Recently, we have seen short dated yields pick up in anticipation of a rate hiking cycle to combat rising inflation. We think this trends has several key drivers:
- The Russia-Ukraine war will, in time, take productive resources away from their most efficient use. Governments will look to increase resource security, firms will reroute their supply chains and consumers will boycott cheaper materials from politically undesirable producers. We see this as part of a broader transition from peak globalisation towards a less global world.
2. The rapid rise in ESG mandates has resulted in a structural underinvestment in energy-related firms given their “dirty” credentials. This has led to under-resourced supply dynamics that, when pressured by lockdowns, sanctions and breakdowns in international diplomacy, cause significant upward volatility across commodity prices. A prime example is energy prices. Although energy now only holds a ~7.5% weight in the US CPI basket, it has large second-order effects as rising energy prices impact manufacturers, transportation and service costs. In the past, when US inflation has risen for a sustained period above 5%, it has led to significant fall in energy prices, a slowdown in economic growth, or both. With the current undersupply of energy and energy-related commodities we do not see the former happening in the near-term and markets are now starting to price the latter.
3. Inflation can either (a) be passed onto consumers if firms have pricing power or (b) reduce profit margins for firms whose product demand is elastic enough that they cannot pass costs through. In reality we have seen a mix of both of these outcomes. Lower margins weaken firms’ earnings, which, when widespread and sustained, slows economic growth, putting downward pressure on longer-dated yields. Passing through costs reduces disposable incomes while putting upward pressure on market expectations of inflation.
We recently took profit on this short duration theme, and have extended our duration because we believe there is scope for longer duration break-evens to outperform going forward.

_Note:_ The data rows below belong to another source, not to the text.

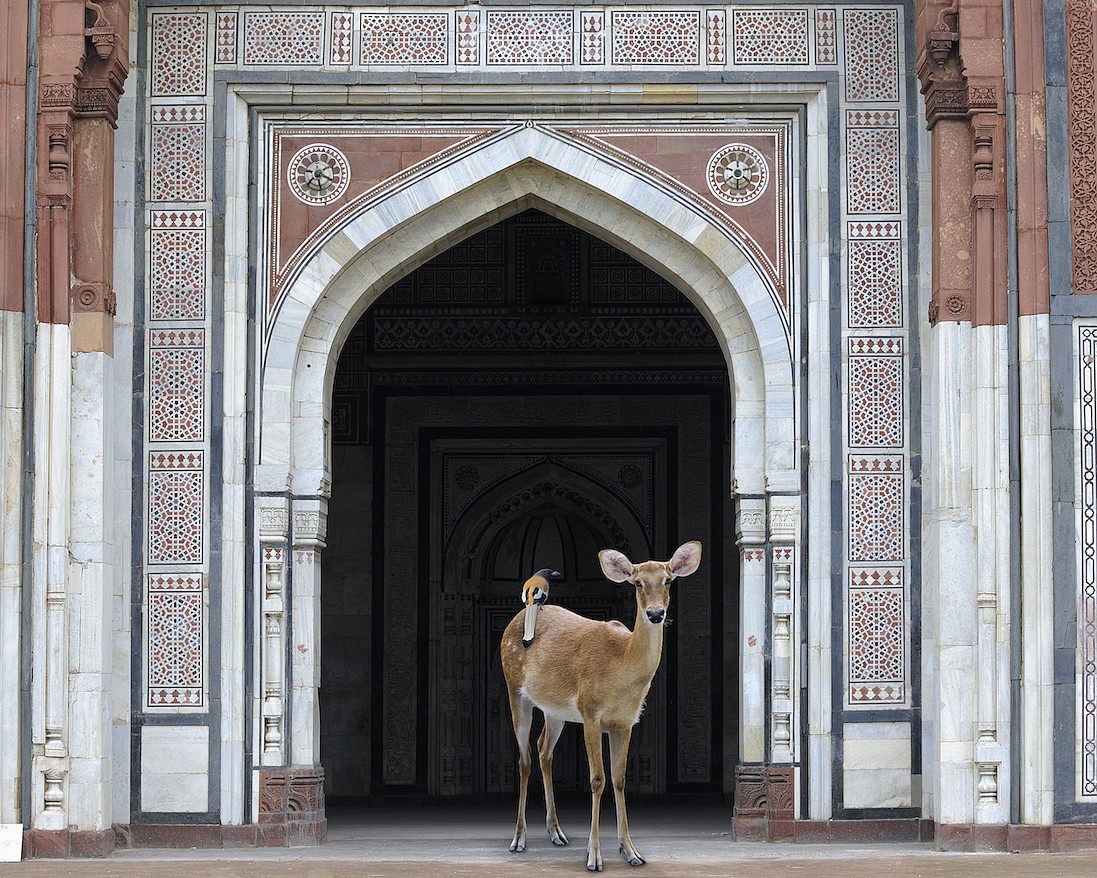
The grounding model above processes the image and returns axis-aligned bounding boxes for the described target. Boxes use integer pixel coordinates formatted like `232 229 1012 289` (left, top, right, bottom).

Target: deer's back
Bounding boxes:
499 605 652 725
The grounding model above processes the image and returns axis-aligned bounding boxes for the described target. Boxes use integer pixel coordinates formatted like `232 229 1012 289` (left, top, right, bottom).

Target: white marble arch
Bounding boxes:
255 125 805 777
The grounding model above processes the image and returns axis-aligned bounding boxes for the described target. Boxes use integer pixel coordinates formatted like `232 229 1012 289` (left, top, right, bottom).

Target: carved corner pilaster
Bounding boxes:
735 497 766 548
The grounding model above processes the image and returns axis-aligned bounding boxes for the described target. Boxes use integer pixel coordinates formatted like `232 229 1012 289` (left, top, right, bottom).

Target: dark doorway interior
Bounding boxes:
320 211 738 804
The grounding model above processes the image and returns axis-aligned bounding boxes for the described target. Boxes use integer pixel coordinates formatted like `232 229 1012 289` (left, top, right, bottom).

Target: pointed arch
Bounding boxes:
258 126 799 496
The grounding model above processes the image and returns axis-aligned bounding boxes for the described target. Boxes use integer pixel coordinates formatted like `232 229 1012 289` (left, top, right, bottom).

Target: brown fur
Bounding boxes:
499 542 701 871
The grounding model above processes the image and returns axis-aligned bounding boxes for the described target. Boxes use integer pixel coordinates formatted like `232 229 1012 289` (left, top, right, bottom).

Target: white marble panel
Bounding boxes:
140 725 210 813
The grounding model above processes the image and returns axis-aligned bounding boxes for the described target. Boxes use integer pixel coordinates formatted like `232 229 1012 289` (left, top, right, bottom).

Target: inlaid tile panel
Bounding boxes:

This is evident from the chart which shows the year-to-date repricing in the US TIPS market has been focused on the front end. The red dot in the chart shows that, given the current pricing of long term inflation expectations, short dated market priced inflation expectations look expensive. The historic trend can be seen in the red regression line which demonstrates the historic trade-off between the two. The further the red dot moves above the line the cheaper longer dated breakeven rates look in relation to short dated breakeven rates. As such we have extended the duration within our TIPS exposure to a long duration position.